Jeff wzruszył ramionami.

- Nie wiem. Bez konkretnego powodu? Ty doszukujesz się celu, dla ciebie wszystko powinno mieć przyczynę, skutek i cel. Życie tak nie działa.

- Sugerujesz, że jestem nudna?!

- Sama to powiedziałaś.

Wywróciłam oczami. Wcale nie byłam nudna! Nie doszukiwałam się sensu we wszystkim, tylko prawie we wszystkim! A to zasadnicza różnica! Odchrząknęłam.

- To co tobą kierowało? Ten szaleńczy głosik w głowie?

- Może?

- Karze ci zabijać większość ludzi? Popycha do zbrodni?

- To o wiele bardziej skomplikowane księżniczko. Nawet teraz słyszę szepty, żeby znowu się na ciebie rzucić, że dałbym ci radę, ale wiem, że tak nie jest, dlatego mu nie ulegnę.

- Masz tak daleko rozwinięte instynkt zabójcy i instynkt samozachowawczy, że aż ze sobą rywalizują? No no no.

- Księżniczko?

- Tak, księciuniu?

- Przegapisz początek akcji - powiedział Jeff i pokazał niedbałym ruchem głowy w stronę czynszówki, gdzie mieszkał staruszek.

- Ktoś cię uprzedza? - spytałam głucho, obserwując jak trójka chłopaków w obszernych bluzach i kapturach naciągniętych na twarz wychodzi zza rogu i nieśpiesznym krokiem zmierza stronę domu staruszka, bacznie rozglądając się po okolicy.

- Można tak powiedzieć - odparł Jeff. - Tyle że oni prawdopodobnie ograniczyliby się do kradzieży i pobicia, a nie zabicia.

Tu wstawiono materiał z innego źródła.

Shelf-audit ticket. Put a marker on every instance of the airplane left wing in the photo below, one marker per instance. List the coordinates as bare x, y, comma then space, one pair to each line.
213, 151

Stłumiłam westchnięcie. Wspomnienie Jeffa podeszło bliżej na ugiętych nogach, dłonią osłaniając oczy zdane na łaskę gałązek. Woods warknął gniewnie, kiedy trójka młodocianych przestępców bezszelestnie podkradła się do drzwi, chwilę przy nich majstrowała, po czym wślizgnęła się do pogrążonego w ciszy domu.

- Cholerne sukinsyny - powiedzieli jednocześnie Jeff duszek i Jeff z nagrania. Wspomnienie zacisnęło pięści i zgrzytnęło zębami z mordem wyzierającym z zaczerwienionych oczu. - Jeszcze tego pożałujecie - syknął gniewnie.

- Mam rację - przytaknął duszek. Gorzko pożałowali tego wybryku,

- Komuś się tu marzy monopol na okradanie i mordowanie niewinnych, mm?

Księciunio zaśmiał się, a następnie wyszczerzył w karykaturze prześmiewczego uśmiechu.

- Nie. Za dużo roboty.

- Takie słowa z twoich ust? - zacmokałam teatralnie, ruszając za przemykającym pomiędzy krzakami i drzewami Jeffem z przeszłości. - Niesamowite. Zadziwiasz mnie raz za razem.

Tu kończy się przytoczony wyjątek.